The objectives of WP 5 include: (a) To use numerical simulations and machine learning to upscale radionuclide transport from the nm scale to the mm scale. (b) To develop digital twins of mm-scale LSSR samples. (c) Use the digital twin geometries to upscale radionuclide transport and sorption from the mm to the cm scale. (d) To upscale radionuclide reactive transport and sorption from the cm scale to the reservoir scale.

WP 6: Modelling of damage caused by excavation process and thermal effects from waste. Simulations of the deformation around underground excavations and tunnels in a GDF constructed within LSSR will be conducted using the Imperial College Geomechanics Toolkit (ICGT), making use of rock property values and heterogeneity characterisation from WP1 and WP2. Constitutive modelling of the LSSRs will implement modified Cam-Clay type models, calibrated with data from WP1 and WP2.

The objectives of WP 6 include: (a) To numerically simulate the deformation and damage that will occur around underground excavations and boreholes in a GDF constructed within an LSSR formation, due to the excavation process. (b) To compare the damage predictions made using different constitutive models such as Cam-Clay, Drucker-Prager, elastic-brittle, etc. (c) To numerically simulate the deformation and damage that will occur around underground excavations and boreholes in a GDF constructed within an LSSR formation, due to thermal effects.

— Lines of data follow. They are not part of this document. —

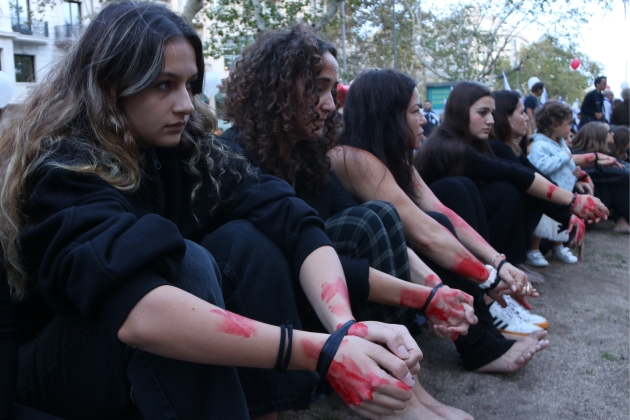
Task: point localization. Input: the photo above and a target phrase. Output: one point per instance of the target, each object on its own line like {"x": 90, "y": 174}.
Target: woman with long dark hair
{"x": 281, "y": 100}
{"x": 611, "y": 177}
{"x": 460, "y": 147}
{"x": 510, "y": 126}
{"x": 113, "y": 193}
{"x": 382, "y": 127}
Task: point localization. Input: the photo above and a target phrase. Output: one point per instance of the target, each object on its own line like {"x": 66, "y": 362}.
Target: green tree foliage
{"x": 550, "y": 61}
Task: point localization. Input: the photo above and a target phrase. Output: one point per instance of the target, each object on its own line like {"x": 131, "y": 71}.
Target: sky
{"x": 606, "y": 38}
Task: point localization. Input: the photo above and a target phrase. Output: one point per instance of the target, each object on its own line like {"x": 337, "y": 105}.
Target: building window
{"x": 24, "y": 68}
{"x": 72, "y": 13}
{"x": 20, "y": 15}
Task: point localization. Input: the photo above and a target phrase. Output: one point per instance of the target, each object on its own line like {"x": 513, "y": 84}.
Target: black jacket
{"x": 94, "y": 251}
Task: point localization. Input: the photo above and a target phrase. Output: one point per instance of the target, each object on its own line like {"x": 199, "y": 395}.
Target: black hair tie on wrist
{"x": 287, "y": 357}
{"x": 421, "y": 318}
{"x": 498, "y": 279}
{"x": 330, "y": 348}
{"x": 281, "y": 349}
{"x": 282, "y": 362}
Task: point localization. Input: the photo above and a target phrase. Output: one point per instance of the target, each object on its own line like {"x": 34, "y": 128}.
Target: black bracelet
{"x": 281, "y": 350}
{"x": 330, "y": 348}
{"x": 420, "y": 316}
{"x": 498, "y": 279}
{"x": 287, "y": 357}
{"x": 573, "y": 201}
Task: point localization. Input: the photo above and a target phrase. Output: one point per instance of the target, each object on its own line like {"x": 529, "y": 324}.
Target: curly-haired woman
{"x": 113, "y": 192}
{"x": 281, "y": 99}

WP 7: Transport in LSSR Rocks at the GDF scale. This WP will quantify how subsurface heterogeneities at different scales, as characterised in WP1, affect deformation of the rock or cause damage that may influence the transport of water and gas in the vicinity of the GDF, thereby perhaps permitting the migration of radionuclides. Numerical models will include different potential disposal sites, including the modelling of different rock units, depths, in situ stresses, GDF configurations and deposition scenarios.

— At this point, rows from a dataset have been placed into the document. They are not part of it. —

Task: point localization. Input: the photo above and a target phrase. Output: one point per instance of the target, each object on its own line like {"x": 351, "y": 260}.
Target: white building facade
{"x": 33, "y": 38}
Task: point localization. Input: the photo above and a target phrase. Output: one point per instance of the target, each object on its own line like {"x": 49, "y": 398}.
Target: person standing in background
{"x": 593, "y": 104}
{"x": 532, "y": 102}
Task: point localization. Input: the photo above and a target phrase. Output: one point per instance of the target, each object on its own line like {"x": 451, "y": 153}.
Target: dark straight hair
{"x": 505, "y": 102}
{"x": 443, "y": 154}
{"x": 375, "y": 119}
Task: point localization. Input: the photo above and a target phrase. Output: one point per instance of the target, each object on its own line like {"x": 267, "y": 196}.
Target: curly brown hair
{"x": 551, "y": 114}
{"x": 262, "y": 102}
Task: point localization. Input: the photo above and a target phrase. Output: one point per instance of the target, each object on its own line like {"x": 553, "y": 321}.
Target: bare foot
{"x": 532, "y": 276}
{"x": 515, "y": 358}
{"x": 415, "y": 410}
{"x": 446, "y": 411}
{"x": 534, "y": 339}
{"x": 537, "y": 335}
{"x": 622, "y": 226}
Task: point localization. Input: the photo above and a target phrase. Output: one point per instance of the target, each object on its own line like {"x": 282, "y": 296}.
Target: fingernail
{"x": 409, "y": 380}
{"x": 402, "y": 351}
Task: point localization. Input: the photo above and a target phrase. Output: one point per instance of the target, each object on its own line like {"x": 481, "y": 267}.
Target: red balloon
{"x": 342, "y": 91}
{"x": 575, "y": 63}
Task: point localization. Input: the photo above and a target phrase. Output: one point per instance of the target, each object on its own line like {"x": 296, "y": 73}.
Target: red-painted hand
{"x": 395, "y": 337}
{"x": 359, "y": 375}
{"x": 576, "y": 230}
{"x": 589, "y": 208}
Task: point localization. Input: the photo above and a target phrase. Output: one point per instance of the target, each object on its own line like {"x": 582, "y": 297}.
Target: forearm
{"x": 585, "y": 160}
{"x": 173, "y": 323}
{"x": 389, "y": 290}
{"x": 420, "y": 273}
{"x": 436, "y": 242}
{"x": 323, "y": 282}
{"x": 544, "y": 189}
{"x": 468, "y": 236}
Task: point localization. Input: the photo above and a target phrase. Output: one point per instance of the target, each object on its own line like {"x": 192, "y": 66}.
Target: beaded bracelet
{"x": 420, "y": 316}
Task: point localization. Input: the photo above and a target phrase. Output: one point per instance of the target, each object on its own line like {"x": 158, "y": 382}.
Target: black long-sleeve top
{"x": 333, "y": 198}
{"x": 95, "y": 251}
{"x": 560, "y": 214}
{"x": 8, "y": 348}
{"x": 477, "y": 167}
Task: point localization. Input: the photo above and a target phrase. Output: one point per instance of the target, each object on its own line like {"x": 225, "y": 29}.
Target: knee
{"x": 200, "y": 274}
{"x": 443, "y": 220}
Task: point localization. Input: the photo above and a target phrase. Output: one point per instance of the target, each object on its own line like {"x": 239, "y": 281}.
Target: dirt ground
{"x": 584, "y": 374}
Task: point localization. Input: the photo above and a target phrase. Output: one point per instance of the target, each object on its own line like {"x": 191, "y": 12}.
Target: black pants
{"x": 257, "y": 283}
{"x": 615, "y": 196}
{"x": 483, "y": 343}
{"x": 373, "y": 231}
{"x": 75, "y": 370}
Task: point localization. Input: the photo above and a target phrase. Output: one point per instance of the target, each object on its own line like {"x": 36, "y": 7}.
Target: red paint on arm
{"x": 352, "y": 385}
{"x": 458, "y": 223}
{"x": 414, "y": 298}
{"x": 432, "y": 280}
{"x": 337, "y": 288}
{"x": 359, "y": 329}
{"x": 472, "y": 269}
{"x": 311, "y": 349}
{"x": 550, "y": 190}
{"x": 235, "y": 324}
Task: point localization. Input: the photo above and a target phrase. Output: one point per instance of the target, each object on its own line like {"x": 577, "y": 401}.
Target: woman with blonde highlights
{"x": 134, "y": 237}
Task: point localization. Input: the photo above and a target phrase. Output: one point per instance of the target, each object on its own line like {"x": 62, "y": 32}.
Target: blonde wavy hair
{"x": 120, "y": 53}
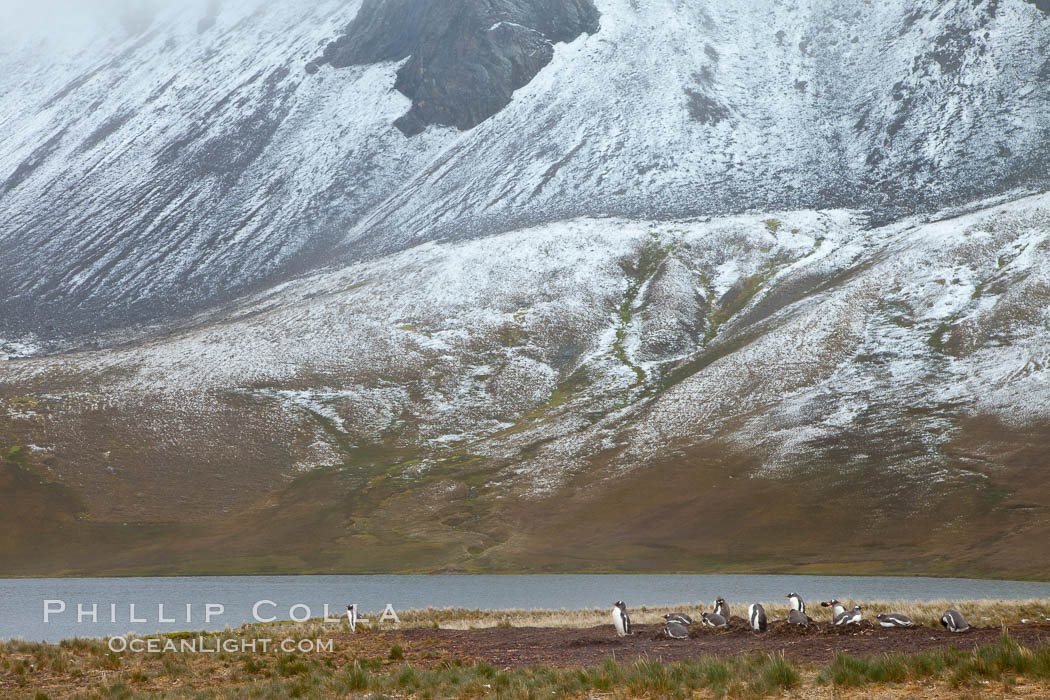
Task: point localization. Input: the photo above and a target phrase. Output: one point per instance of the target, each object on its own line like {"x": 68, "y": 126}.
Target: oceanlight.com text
{"x": 204, "y": 644}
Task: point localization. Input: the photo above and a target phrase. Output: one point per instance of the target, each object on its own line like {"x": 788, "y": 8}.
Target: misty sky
{"x": 58, "y": 18}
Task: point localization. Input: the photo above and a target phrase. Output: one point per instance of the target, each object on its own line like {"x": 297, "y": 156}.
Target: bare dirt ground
{"x": 515, "y": 648}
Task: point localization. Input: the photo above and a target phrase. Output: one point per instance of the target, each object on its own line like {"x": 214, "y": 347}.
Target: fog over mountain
{"x": 337, "y": 261}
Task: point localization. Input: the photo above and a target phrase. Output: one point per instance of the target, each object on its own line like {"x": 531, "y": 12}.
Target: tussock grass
{"x": 1002, "y": 661}
{"x": 87, "y": 669}
{"x": 980, "y": 612}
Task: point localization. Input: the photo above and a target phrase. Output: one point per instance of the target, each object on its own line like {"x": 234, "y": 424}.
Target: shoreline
{"x": 531, "y": 654}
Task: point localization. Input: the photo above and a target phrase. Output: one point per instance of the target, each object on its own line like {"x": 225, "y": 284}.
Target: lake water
{"x": 22, "y": 601}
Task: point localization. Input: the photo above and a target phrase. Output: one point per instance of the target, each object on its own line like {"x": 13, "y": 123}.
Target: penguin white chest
{"x": 620, "y": 622}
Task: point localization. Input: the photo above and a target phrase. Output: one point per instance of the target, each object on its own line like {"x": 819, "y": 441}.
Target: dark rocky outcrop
{"x": 467, "y": 57}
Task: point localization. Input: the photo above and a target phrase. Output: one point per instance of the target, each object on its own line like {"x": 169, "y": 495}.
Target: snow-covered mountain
{"x": 173, "y": 160}
{"x": 513, "y": 283}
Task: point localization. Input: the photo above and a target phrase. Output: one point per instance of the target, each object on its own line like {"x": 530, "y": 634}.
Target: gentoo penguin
{"x": 621, "y": 619}
{"x": 796, "y": 602}
{"x": 680, "y": 618}
{"x": 855, "y": 616}
{"x": 954, "y": 621}
{"x": 675, "y": 630}
{"x": 756, "y": 615}
{"x": 839, "y": 615}
{"x": 837, "y": 608}
{"x": 894, "y": 620}
{"x": 713, "y": 620}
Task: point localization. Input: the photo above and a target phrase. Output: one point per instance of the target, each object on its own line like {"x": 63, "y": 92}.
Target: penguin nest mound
{"x": 736, "y": 624}
{"x": 782, "y": 628}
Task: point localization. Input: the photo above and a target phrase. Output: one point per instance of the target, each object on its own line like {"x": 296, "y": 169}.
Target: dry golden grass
{"x": 981, "y": 612}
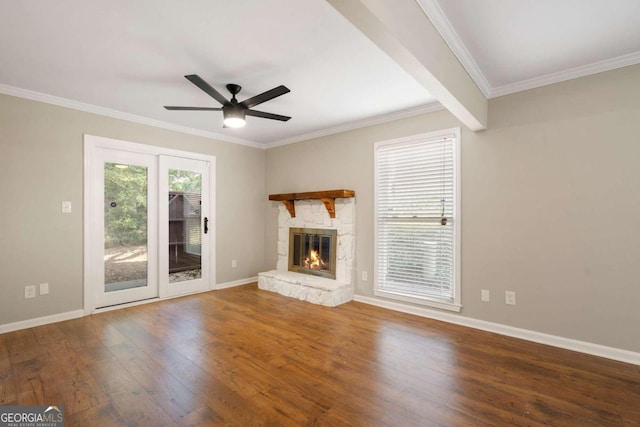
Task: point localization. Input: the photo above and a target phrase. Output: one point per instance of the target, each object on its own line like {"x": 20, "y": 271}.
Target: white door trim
{"x": 91, "y": 144}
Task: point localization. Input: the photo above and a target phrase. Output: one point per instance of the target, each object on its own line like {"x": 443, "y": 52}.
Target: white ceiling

The objectives of WP 7 include: (a) Simulation of GDF LSSR base case scenarios of interest, to be selected in collaboration with NWS. (b) Identifying GDF, rock properties, and in situ condition variations of interest, as well as large-scale heterogeneities to incorporate into the models. (c) Numerically quantify damage development as a function of multi-scale heterogeneities, due to mechanical, fluid- driven, and thermal stresses. (d) Simulation of permeability changes in the LSSRs and their effect on transport properties. (e) Systematic investigation of LSSR property ranges to develop an understanding of the effects of heterogeneities and in situ conditions on permeability changes during deposition and storage.

To further promote close collaboration between the various Work Packages, and to ensure that the major outputs of the project will align with the needs of NWS’ GDF programme, two Cross-Cutting Themes have been identified, each with a Lead from within the GeoSafe research consortium. Cross-Cutting Theme 1 is “Conceptualisation of compositional and physical heterogeneity, and its relation to Radionuclide Transport”. Cross-Cutting Theme 2 is “Fracture/flow pathways across spatial and temporal scales”.